Era uma vez, numa pequena cidadezinha, a filha mais velha da família mais miserável do lugarejo… O pai dessa família era tão pobre que não tinha o que dar de comer aos filhos. A menina, embora bondosa e humilde, passaria despercebida, de tão magra e franzina que era. Esse poderia ter sido o início de algum conto de fadas escrito por Charles Perrault, o famoso escritor francês, mas trata-se de um resumo do que foi a infância de Santa Bernadette Soubirous. De fato, a história da vidente de Lourdes é tão encantadora e bela quanto qualquer fábula, embora conte com um diferencial importante: ocorreu de verdade, intrigando até hoje biógrafos, historiadores e cientistas. Venha conhecer hoje um pouco mais da história da menina analfabeta que comoveria a França e o mundo.
O pai de Bernadette, embora inocente, teve a vida desgraçada pela falsa acusação de roubo de farinha. Foi posteriormente absolvido, mas as alegações destruíram sua vida, o que rebaixou os Soubirous a um estado de absoluta miséria. E é nesse contexto que nasce e cresce nossa vidente: Num prédio abandonado, fétido e úmido, compartilhando com outros apenas a pobreza incurável e a fome quase crônica.
A santa tinha uma beleza única, e portava-se com humildade e dignidade comparáveis, aos olhos dos que a conheciam, com as virtudes das grandes princesas e santas da história da Igreja. Por outro lado, era uma menina baixa e inculta, apenas uma camponesa aos olhos da grande maioria dos moradores. Quem seria capaz de sugerir que essa pobre esfarrapada protagonizaria uma das mais emocionantes e milagrosas histórias da Igreja?
Que soy era Immaculada Councepciou
Tudo começou em 1858. Bernadette e duas outras meninas foram incumbidas de buscar gravetos pelo campo, para que se pudesse fazer fogo – era inverno, e na França o frio costuma ser extremamente rigoroso. Durante a busca, ela acabou chegando ao local onde se encontra a gruta. Assim relata a própria vidente:
“Então, regressei diante da gruta e comecei a tirar os sapatos [para atravessar o riacho]. Tinha acabado de tirar a primeira meia, quando ouvi um barulho como se fosse uma ventania. […] girei a cabeça para o lado do gramado, do lado oposto da gruta.
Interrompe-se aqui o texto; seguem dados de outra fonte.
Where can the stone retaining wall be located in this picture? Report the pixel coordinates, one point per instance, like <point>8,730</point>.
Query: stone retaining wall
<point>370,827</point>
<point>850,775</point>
Vi que as árvores não se moviam, então continuei a tirar meus sapatos. Ouvi mais uma vez o mesmo barulho. Assim que levantei a cabeça, olhando a gruta, vi uma Dama vestida de branco.”
“Eu pensava ser vítima de uma ilusão. Esfreguei os olhos, porém olhei de novo e vi sempre a mesma Dama. Coloquei a mão no bolso, para pegar o meu terço. Queria fazer o sinal da cruz, mas em vão. Não pude levar a mão até a testa, a mão caía. Então o medo tomou conta de mim, era mais forte que eu. Todavia, não fugi. A Dama tomou o terço que segurava entre as mãos e fez o sinal da cruz. Minha mão tremia, porém tentei uma segunda vez, e consegui. Assim que fiz o sinal da cruz, desapareceu o grande medo que sentia, e fiquei tranquila. Coloquei-me de joelhos. Rezei o terço, tendo sempre ante meus olhos aquela bela Dama. A visão fazia escorrer o terço, mas não movia os lábios. Quando acabei o meu terço, ela fez-me sinal com o dedo para me aproximar, mas não ousei. Fiquei sempre no mesmo lugar. Então desapareceu imprevistamente”
Na mesma visão, santa Bernadette relata como as histórias começaram a se espalhar:
“No caminho de volta, perguntei às minhas companheiras se não haviam visto algo.
– Não. E tu viste algo?
Eu lhes disse que não. Mas retornando a casa, na estrada me perguntavam o que tinha visto. Voltavam sempre àquele assunto. Eu não queria lhes dizer, mas insistiram tanto, que decidi dizê-lo, na condição de que não contassem para ninguém. Prometeram-me que manteriam o segredo. Mas assim que chegaram às suas casas, a primeira coisa que contaram foi que eu tinha visto uma Dama vestida de branco. Esta foi a primeira vez”.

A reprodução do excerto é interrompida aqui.